A two-step LHS usually consists of a kind of energy donor and two kinds of energy acceptors, the relay acceptor (first acceptor) and the final acceptor (second acceptor). The donor chromophores act as a light-harvesting antenna, capturing the excitation energy and transferring it to the final acceptor via the relay acceptor. These donor and acceptor dyes should be co-assembled in close proximity within special supramolecular scaffolds, allowing efficient Förster resonance energy transfer (FRET) between them. The sequential energy transfer results in larger Stokes shifts and a broad emission color regulation. To achieve highly efficient light harvesting process, aggregation-induced emission (AIE) [11-15] fluorophores are often used as energy donors owing to their outstanding photophysical properties in the assembled state [16]. Energy-acceptor dyes with matched absorption and emission wavelength are preferrably selected. It means that the emission spectrum of the donor and the absorption band of the relay acceptor, as well as the emission spectrum of the relay acceptor and the absorption band of the final acceptor should have considerable overlapping areas. Fig. 1 shows the absorption and emission maxima of the most common acceptors used for constructing sequential LHSs.

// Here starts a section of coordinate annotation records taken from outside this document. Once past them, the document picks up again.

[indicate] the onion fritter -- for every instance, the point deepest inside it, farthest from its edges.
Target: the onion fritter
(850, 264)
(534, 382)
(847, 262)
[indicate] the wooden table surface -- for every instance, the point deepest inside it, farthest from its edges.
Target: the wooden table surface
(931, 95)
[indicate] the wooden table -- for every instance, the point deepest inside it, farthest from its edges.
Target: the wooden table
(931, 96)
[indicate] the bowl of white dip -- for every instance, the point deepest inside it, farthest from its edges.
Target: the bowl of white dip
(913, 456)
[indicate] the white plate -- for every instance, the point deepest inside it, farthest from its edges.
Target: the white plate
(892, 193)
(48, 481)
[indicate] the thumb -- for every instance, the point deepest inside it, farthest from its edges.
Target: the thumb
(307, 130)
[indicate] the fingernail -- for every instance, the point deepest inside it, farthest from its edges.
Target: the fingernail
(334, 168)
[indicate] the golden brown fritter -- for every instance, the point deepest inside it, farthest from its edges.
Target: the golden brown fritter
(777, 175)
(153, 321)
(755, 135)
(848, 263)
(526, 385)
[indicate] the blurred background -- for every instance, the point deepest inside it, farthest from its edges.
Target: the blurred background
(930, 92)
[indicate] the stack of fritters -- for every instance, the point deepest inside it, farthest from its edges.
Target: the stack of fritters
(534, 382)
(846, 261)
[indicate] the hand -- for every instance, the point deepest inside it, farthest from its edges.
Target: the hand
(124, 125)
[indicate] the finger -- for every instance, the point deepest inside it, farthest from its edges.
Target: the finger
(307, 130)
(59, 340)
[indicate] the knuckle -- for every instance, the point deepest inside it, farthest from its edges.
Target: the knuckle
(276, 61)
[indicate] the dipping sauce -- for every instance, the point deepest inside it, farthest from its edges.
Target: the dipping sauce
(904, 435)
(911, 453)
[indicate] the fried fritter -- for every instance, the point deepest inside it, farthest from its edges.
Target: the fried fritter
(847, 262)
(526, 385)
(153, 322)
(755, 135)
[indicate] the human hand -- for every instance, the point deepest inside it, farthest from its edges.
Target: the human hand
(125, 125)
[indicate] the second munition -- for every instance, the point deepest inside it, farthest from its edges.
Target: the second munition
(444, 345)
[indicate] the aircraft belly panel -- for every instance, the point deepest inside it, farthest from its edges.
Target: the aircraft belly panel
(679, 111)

The supramolecular scaffolds can be driven by different kinds of non-covalent interactions, such as multiple hydrogen bonding, π-π interaction, host-guest interaction, metal coordination, and hydrophobic interaction. As a result, various scaffolds have been created to accommodate the donors and acceptors, including host-guest nanoparticles, metallacycles/stacks, biomacromolecules and supramolecular polymers. In this mini-review, we will summarize these elegant supramolecular LHSs with two-step sequential energy transfer that reported in the last three years.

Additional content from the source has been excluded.